Hadeda Ibises (Bostrychia hagedash) have appeared several times on this blog. Despite their considerable size, they tend to be overlooked and taken for granted. This might be because we have the dubious pleasure of hearing their waking calls before sunrise every day. They were originally birds of forests and wetlands, and their loud calls indicate an ongoing need to keep in touch with each other. Their distinctive and strident β€˜ha-ha-hadeda’ calls can be heard from near and far as they raucously remind all in the valley of their presence – usually about half an hour before sunrise and again when they fly in to roost at the end of each day.

These rather elegant birds are fascinating to observe.

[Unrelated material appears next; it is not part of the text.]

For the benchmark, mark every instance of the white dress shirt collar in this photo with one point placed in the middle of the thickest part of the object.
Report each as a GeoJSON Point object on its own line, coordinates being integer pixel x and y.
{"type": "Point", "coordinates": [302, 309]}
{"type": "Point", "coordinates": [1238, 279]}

They have very sensitive beaks and use the sense of touch rather than hearing or smell to find their food, such as earthworms, slugs, snails, crickets or other insects. I also enjoy watching Hadeda Ibises collecting sticks to build their unwieldly-looking nests: the male usually begins by presenting the female with a large stick. It is the oddest thing to see them flying in with sticks longer than they are in their beaks. Some nests are re-used the following year, with more sticks added to it.

While I only see between one and four Hadeda Ibises walking around our garden at any one time, I have seen up to thirty of them together either on school sports fields or in the veld. It is also good to see them on the edge of a dam.


27 thoughts on “THE HUMBLE HADEDA

  1. Soveel mense hou nie van hulle nie. Op die een plaas waar ons gebly het het hulle in die bome gebly. Elke aand het hulle by die honderde teruggekom bome toe. Dit was altyd vir my mooi.


  2. Regular visitors at our spot and occasionally they get involved in a Mexican standoff with one of the cats. That is funny to watch.